If you could call it that without laughing, Bella's room was actually the laundry closet, a fact that Angela never tired of pointing out to her Instagram followers. "My sister's so quirky, she lives in a closet! #blessed #familylife #sospontaneous," she'd post, conveniently leaving out the part where it wasn't Bella's choice. The space was a masterpiece of organized chaos, with shelves of cleaning supplies looming over her bed like disapproving aunts at a family reunion. Bella had tried to make it homey, stringing up fairy lights that flickered like confused fireflies and hanging a poster of Einstein wearing sunglasses that seemed to say, "Hey kid, at least you're smart." The washing machine's constant humming had become her weird roommate, its tumbling rhythm matching the chaos in her head.
Some nights, when the walls felt particularly close (like, seriously, who designed this closet? A claustrophobia enthusiast?), Bella would imagine she was trapped in some gothic novel, complete with shifting staircases and mysterious creaks. The only difference was that instead of a handsome vampire coming to rescue her, she had to deal with Angela's constant TikTok dance practices in the hallway.
Studying became Bella's escape plan, her personal "Get Out of Montgomery Jail Free" card. Each night, she'd build herself a fortress of textbooks, armed with a mug of contraband hot cocoa (stolen during one of Mrs.
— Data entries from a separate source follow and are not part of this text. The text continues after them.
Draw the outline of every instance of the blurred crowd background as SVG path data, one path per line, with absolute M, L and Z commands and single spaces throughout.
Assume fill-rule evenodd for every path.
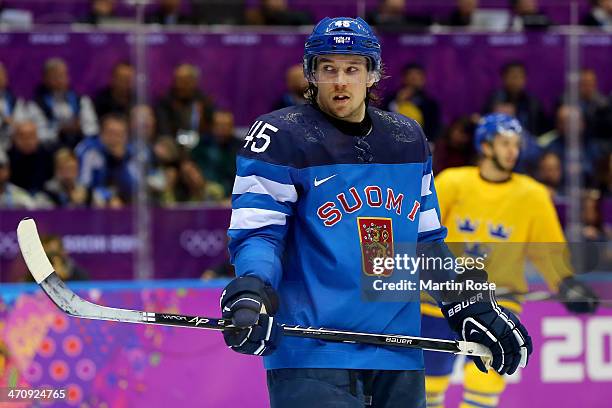
M 342 14 L 362 16 L 387 36 L 408 33 L 414 39 L 442 33 L 459 41 L 461 35 L 472 33 L 552 32 L 568 38 L 600 33 L 609 44 L 600 52 L 609 54 L 612 49 L 612 34 L 607 34 L 612 32 L 612 0 L 0 0 L 3 33 L 46 35 L 57 30 L 243 36 L 292 32 L 305 38 L 318 19 Z M 164 80 L 169 86 L 158 96 L 150 95 L 147 90 L 153 84 L 141 72 L 147 44 L 133 41 L 132 47 L 127 58 L 113 62 L 107 78 L 98 78 L 103 86 L 85 92 L 86 87 L 72 79 L 82 69 L 81 63 L 74 64 L 78 55 L 70 60 L 61 55 L 33 58 L 37 65 L 26 67 L 11 64 L 0 52 L 0 208 L 229 206 L 235 155 L 255 117 L 231 103 L 219 103 L 227 100 L 226 95 L 205 86 L 219 78 L 192 61 L 172 60 L 171 77 Z M 172 44 L 165 49 L 172 59 Z M 612 71 L 609 65 L 574 63 L 571 50 L 567 54 L 566 86 L 547 89 L 549 100 L 532 91 L 534 71 L 526 63 L 533 66 L 534 61 L 513 53 L 495 67 L 493 88 L 471 84 L 471 92 L 485 103 L 465 106 L 459 114 L 454 109 L 450 116 L 444 114 L 445 106 L 453 101 L 432 92 L 428 81 L 428 71 L 445 61 L 385 53 L 383 42 L 383 60 L 401 69 L 389 81 L 393 86 L 383 81 L 376 90 L 379 107 L 423 126 L 436 173 L 476 162 L 473 131 L 481 115 L 516 115 L 525 129 L 517 171 L 548 186 L 557 203 L 572 194 L 579 197 L 574 207 L 582 222 L 580 237 L 606 241 L 605 203 L 612 191 Z M 235 81 L 248 87 L 259 80 L 266 64 L 274 63 L 262 58 L 259 66 L 238 71 Z M 307 84 L 299 56 L 294 63 L 282 68 L 285 91 L 273 98 L 267 95 L 276 102 L 259 114 L 305 103 Z M 484 68 L 491 69 L 462 67 Z M 147 69 L 150 74 L 156 67 Z M 12 86 L 16 78 L 20 91 Z M 447 86 L 454 86 L 452 77 Z M 570 166 L 576 148 L 578 172 Z

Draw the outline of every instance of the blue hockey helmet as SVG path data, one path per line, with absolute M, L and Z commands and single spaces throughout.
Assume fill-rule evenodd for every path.
M 362 55 L 369 71 L 380 80 L 380 42 L 362 18 L 325 17 L 312 30 L 304 44 L 304 76 L 313 82 L 314 60 L 323 54 Z
M 493 141 L 499 134 L 522 136 L 523 128 L 515 117 L 505 113 L 491 113 L 483 116 L 478 122 L 474 136 L 476 151 L 482 153 L 481 144 Z

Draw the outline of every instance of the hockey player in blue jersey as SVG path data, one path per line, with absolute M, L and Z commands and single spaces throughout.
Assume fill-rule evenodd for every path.
M 362 19 L 323 19 L 304 50 L 310 103 L 260 116 L 237 158 L 228 232 L 237 278 L 221 308 L 243 329 L 224 338 L 265 356 L 272 407 L 425 407 L 420 350 L 281 339 L 278 326 L 419 335 L 418 301 L 361 293 L 365 247 L 384 254 L 446 236 L 421 128 L 368 105 L 380 56 Z M 438 300 L 461 337 L 491 349 L 493 369 L 512 373 L 531 340 L 489 292 L 478 295 L 485 301 Z

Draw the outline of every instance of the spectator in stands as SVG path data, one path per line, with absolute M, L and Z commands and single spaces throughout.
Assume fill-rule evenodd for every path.
M 26 208 L 36 207 L 36 202 L 23 188 L 11 183 L 11 167 L 8 156 L 0 149 L 0 208 Z
M 79 161 L 66 147 L 55 152 L 55 174 L 45 183 L 44 192 L 56 207 L 91 205 L 91 190 L 79 182 Z
M 207 180 L 198 165 L 183 159 L 179 165 L 179 185 L 176 197 L 182 203 L 220 203 L 225 199 L 223 187 Z
M 145 18 L 147 24 L 193 24 L 191 17 L 181 12 L 181 0 L 159 0 L 158 8 Z
M 478 0 L 457 0 L 457 5 L 446 22 L 453 27 L 467 27 L 472 24 L 474 13 L 478 9 Z
M 505 64 L 501 69 L 502 88 L 488 98 L 483 113 L 490 113 L 500 102 L 514 105 L 516 118 L 532 135 L 539 135 L 549 129 L 547 118 L 538 99 L 527 92 L 527 70 L 519 61 Z
M 144 137 L 149 146 L 157 139 L 157 119 L 149 105 L 136 105 L 130 110 L 130 140 L 137 136 Z
M 606 197 L 612 195 L 612 153 L 606 153 L 597 161 L 592 186 Z
M 538 0 L 510 0 L 512 20 L 510 29 L 515 31 L 546 29 L 552 25 L 551 19 L 542 13 Z
M 249 25 L 308 25 L 312 17 L 303 11 L 290 10 L 287 0 L 260 0 L 259 7 L 247 10 Z
M 100 136 L 83 140 L 76 148 L 79 181 L 91 188 L 97 205 L 112 207 L 129 203 L 136 188 L 135 152 L 128 141 L 124 116 L 102 119 Z
M 116 4 L 116 0 L 90 0 L 89 14 L 81 22 L 98 25 L 113 20 Z
M 99 118 L 109 113 L 129 115 L 134 104 L 134 76 L 134 67 L 129 63 L 120 62 L 115 65 L 110 83 L 94 98 Z
M 210 134 L 202 138 L 191 152 L 191 157 L 206 179 L 221 184 L 226 196 L 232 193 L 236 177 L 236 154 L 243 144 L 235 135 L 234 114 L 217 111 L 213 114 Z
M 53 270 L 63 281 L 89 280 L 86 270 L 76 265 L 74 260 L 66 253 L 62 239 L 57 235 L 47 235 L 41 238 L 43 249 L 47 258 L 53 265 Z M 32 274 L 26 274 L 27 280 L 32 280 Z
M 555 129 L 541 135 L 538 144 L 546 151 L 552 151 L 565 164 L 564 171 L 567 171 L 566 161 L 567 138 L 570 134 L 573 120 L 578 121 L 578 137 L 581 143 L 581 160 L 583 174 L 588 178 L 593 176 L 594 164 L 601 157 L 602 153 L 597 149 L 597 145 L 584 137 L 584 118 L 579 108 L 570 105 L 561 105 L 557 109 Z M 564 176 L 565 179 L 565 176 Z
M 155 167 L 147 177 L 153 201 L 161 206 L 176 204 L 181 159 L 176 140 L 169 136 L 159 137 L 153 145 L 153 155 Z
M 366 20 L 384 30 L 425 29 L 433 24 L 430 16 L 407 14 L 406 0 L 380 0 L 376 11 L 369 13 Z
M 425 68 L 416 62 L 409 63 L 402 71 L 402 87 L 387 103 L 389 110 L 415 119 L 423 127 L 425 135 L 434 141 L 442 128 L 440 107 L 425 87 Z
M 585 123 L 585 136 L 596 139 L 609 138 L 612 134 L 612 106 L 608 98 L 599 91 L 597 74 L 594 70 L 585 68 L 580 71 L 578 98 Z M 563 102 L 569 103 L 569 99 L 567 92 Z
M 586 242 L 608 242 L 610 231 L 605 228 L 601 212 L 601 193 L 587 190 L 582 197 L 582 238 Z
M 0 150 L 8 149 L 13 122 L 25 120 L 26 115 L 26 104 L 11 92 L 8 73 L 0 62 Z
M 181 64 L 174 70 L 174 80 L 168 95 L 157 106 L 160 135 L 178 138 L 180 134 L 196 136 L 208 131 L 214 105 L 199 89 L 200 70 L 191 64 Z
M 53 177 L 53 153 L 40 142 L 36 124 L 15 123 L 12 141 L 8 151 L 11 182 L 30 194 L 42 191 L 45 182 Z
M 535 178 L 548 188 L 553 198 L 563 194 L 563 168 L 556 153 L 548 151 L 540 156 Z
M 473 165 L 476 162 L 474 149 L 474 122 L 471 118 L 461 117 L 454 120 L 444 135 L 434 144 L 434 174 L 448 167 Z
M 584 18 L 583 25 L 592 27 L 612 27 L 612 0 L 591 0 L 591 10 Z
M 302 64 L 295 64 L 287 69 L 285 83 L 287 84 L 287 92 L 283 94 L 281 100 L 276 104 L 276 109 L 305 104 L 306 98 L 304 98 L 304 92 L 308 88 L 308 82 L 304 78 Z
M 98 133 L 93 103 L 70 88 L 68 67 L 61 58 L 45 62 L 43 82 L 29 110 L 43 143 L 74 147 L 84 136 Z

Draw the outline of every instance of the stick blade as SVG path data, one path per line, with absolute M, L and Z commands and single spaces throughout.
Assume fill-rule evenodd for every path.
M 24 218 L 17 226 L 17 241 L 28 270 L 36 283 L 40 284 L 53 273 L 53 266 L 45 254 L 38 236 L 36 223 L 32 218 Z

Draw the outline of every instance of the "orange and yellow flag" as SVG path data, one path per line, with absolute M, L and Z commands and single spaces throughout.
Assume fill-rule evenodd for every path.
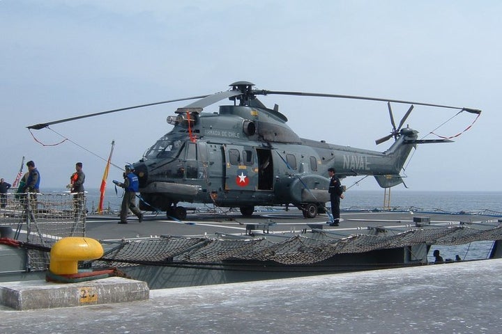
M 108 171 L 109 170 L 109 165 L 112 163 L 112 154 L 113 154 L 113 148 L 115 145 L 115 141 L 112 141 L 112 149 L 110 150 L 110 155 L 108 157 L 108 161 L 107 166 L 105 168 L 105 173 L 103 173 L 103 178 L 101 181 L 101 186 L 100 187 L 100 204 L 98 207 L 98 212 L 100 214 L 102 214 L 102 205 L 105 200 L 105 190 L 106 190 L 106 180 L 108 178 Z

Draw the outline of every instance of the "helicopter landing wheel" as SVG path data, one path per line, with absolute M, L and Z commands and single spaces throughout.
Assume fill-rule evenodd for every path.
M 312 203 L 307 204 L 302 211 L 305 218 L 315 218 L 317 216 L 317 205 Z
M 239 209 L 241 209 L 241 214 L 246 217 L 249 217 L 254 212 L 254 207 L 252 205 L 249 207 L 241 207 Z
M 186 218 L 186 209 L 183 207 L 176 207 L 174 209 L 174 216 L 183 221 Z

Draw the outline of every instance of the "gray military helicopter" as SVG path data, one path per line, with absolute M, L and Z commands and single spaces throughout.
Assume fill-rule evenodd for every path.
M 324 211 L 329 201 L 328 168 L 339 177 L 372 175 L 382 188 L 403 183 L 400 173 L 416 144 L 444 143 L 446 139 L 419 140 L 418 132 L 403 128 L 413 104 L 459 109 L 480 113 L 478 109 L 388 99 L 334 94 L 257 90 L 248 81 L 230 85 L 229 90 L 140 106 L 114 109 L 27 127 L 42 129 L 52 124 L 155 104 L 196 100 L 167 117 L 174 125 L 135 163 L 142 200 L 140 209 L 166 212 L 168 216 L 186 217 L 178 202 L 213 203 L 239 207 L 251 216 L 257 205 L 294 205 L 305 218 Z M 257 95 L 284 95 L 336 97 L 388 102 L 392 132 L 376 141 L 395 141 L 384 152 L 353 148 L 300 138 L 287 125 L 278 106 L 269 109 Z M 216 113 L 206 106 L 222 100 Z M 395 125 L 390 102 L 411 104 Z

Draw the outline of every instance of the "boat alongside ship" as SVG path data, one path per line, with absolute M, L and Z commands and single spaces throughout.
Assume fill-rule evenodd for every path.
M 296 209 L 245 218 L 215 209 L 119 225 L 114 215 L 75 214 L 68 193 L 39 194 L 36 209 L 13 196 L 8 203 L 0 212 L 0 281 L 44 279 L 52 246 L 70 236 L 105 249 L 82 270 L 117 268 L 151 289 L 426 265 L 432 245 L 491 241 L 487 257 L 502 256 L 502 216 L 493 213 L 345 211 L 330 227 L 326 216 L 305 219 Z

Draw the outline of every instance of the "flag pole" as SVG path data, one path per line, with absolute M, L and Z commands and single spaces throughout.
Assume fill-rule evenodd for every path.
M 108 171 L 109 170 L 109 165 L 112 163 L 112 154 L 113 154 L 113 148 L 115 145 L 115 141 L 112 141 L 112 148 L 110 149 L 110 154 L 108 157 L 108 161 L 107 162 L 106 167 L 105 168 L 105 173 L 103 173 L 103 177 L 101 180 L 101 186 L 100 187 L 100 204 L 98 207 L 98 212 L 100 214 L 102 214 L 102 205 L 103 201 L 105 200 L 105 191 L 106 190 L 106 180 L 108 178 Z

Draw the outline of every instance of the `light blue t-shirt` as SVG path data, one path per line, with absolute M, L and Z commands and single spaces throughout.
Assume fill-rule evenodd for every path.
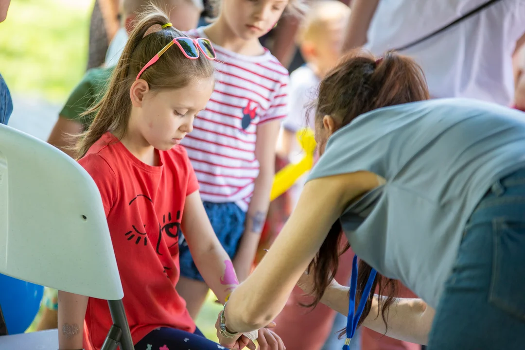
M 499 178 L 525 167 L 525 114 L 433 100 L 361 115 L 334 133 L 308 180 L 368 171 L 385 178 L 341 216 L 355 253 L 435 307 L 465 224 Z

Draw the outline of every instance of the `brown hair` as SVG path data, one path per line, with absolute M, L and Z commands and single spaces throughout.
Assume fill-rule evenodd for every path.
M 174 38 L 185 37 L 173 27 L 162 29 L 168 16 L 152 3 L 136 17 L 135 28 L 115 67 L 109 86 L 100 102 L 83 115 L 94 115 L 93 122 L 81 134 L 77 145 L 77 157 L 83 157 L 104 133 L 117 138 L 125 134 L 131 110 L 130 88 L 146 63 Z M 211 61 L 201 55 L 197 59 L 186 58 L 175 45 L 166 51 L 140 78 L 152 91 L 181 89 L 200 79 L 213 76 Z
M 322 118 L 328 115 L 342 127 L 370 111 L 429 98 L 423 71 L 412 59 L 387 52 L 384 57 L 377 59 L 369 53 L 356 50 L 346 55 L 321 82 L 319 97 L 313 107 L 318 126 L 322 127 Z M 317 305 L 333 279 L 342 253 L 339 247 L 342 236 L 341 222 L 338 220 L 309 267 L 315 271 L 314 299 L 312 304 L 306 306 Z M 345 250 L 349 247 L 347 245 Z M 371 271 L 366 262 L 359 261 L 356 303 L 360 300 Z M 370 312 L 376 287 L 380 295 L 386 296 L 380 298 L 379 307 L 386 325 L 388 306 L 397 296 L 397 283 L 378 273 L 358 325 Z

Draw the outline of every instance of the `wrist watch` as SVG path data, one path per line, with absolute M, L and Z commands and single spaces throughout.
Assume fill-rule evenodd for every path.
M 224 307 L 223 307 L 223 311 L 220 312 L 220 335 L 224 337 L 225 338 L 228 338 L 232 339 L 232 338 L 235 338 L 237 335 L 239 335 L 238 332 L 236 332 L 232 333 L 230 332 L 227 328 L 226 328 L 226 320 L 224 317 L 224 311 L 226 309 L 226 304 L 228 302 L 224 303 Z

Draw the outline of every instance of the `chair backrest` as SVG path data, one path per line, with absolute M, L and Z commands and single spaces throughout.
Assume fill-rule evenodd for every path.
M 123 296 L 94 182 L 65 153 L 3 125 L 0 273 L 101 299 Z

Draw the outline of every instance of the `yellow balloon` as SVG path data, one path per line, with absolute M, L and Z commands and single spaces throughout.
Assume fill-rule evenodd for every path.
M 289 189 L 303 174 L 313 166 L 316 152 L 316 140 L 313 131 L 310 129 L 299 130 L 296 134 L 297 141 L 304 151 L 304 156 L 298 163 L 288 164 L 275 174 L 274 185 L 270 193 L 270 200 L 273 200 Z

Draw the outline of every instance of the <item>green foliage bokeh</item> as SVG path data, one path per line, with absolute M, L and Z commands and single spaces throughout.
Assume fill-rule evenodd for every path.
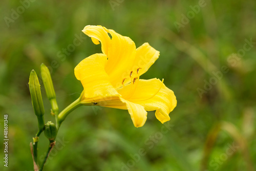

Montgomery's "wellness" meditation sessions). "Take that, Angela," she'd whisper, solving complex equations while her step-sister struggled to remember which filter made her look most "authentic" on Instagram.
Her textbooks became more than just books – they were her spell books, each formula a potential incantation that could transport her to a future where she didn't have to smell like April Fresh dryer sheets. Einstein's poster became her confidant, his quirky smile seeming to say, "E=mc², but also, this too shall pass." In these quiet moments, surrounded by the soft glow of dollar-store fairy lights and the comforting presence of her scientific guru, Bella could almost believe in a different kind of magic. Not the kind that transformed pumpkins into carriages or mice into horses – she'd had enough of fairy tales, thank you very much – but the kind that came from within, fueled by determination, resilience, and the unwavering hope that somewhere beyond these detergent-scented walls, a different life awaited her.
Bella, armed with her trusty laptop and a determination that could rival a caffeinated squirrel, went on what she called her "Great College Application Spree of Desperation." She clicked submit on every college with a functioning website: massive universities that could swallow small towns, tiny colleges where everyone probably knew what everyone else had for breakfast, and schools with mascots so weird they seemed designed by a committee of sleep-deprived creative directors. "Oh look, the Fighting Artichokes," she muttered, clicking submit while wondering who thought that was intimidating. Jittery from her seventh cup of contraband coffee, her fingers trembled over each submission button like she was defusing a bomb.
Every click felt like a tiny rebellion against the Montgomerys' suffocating influence. In her mind's eye, she saw lecture halls filled with students who wouldn't know she was the girl who lived in a laundry closet, campuses where she could reinvent herself as someone who didn't automatically sort laundry by color whenever she walked into a room. "Maybe I'll be the cool science nerd," she'd whisper to Einstein's poster, who seemed to wink back encouragingly.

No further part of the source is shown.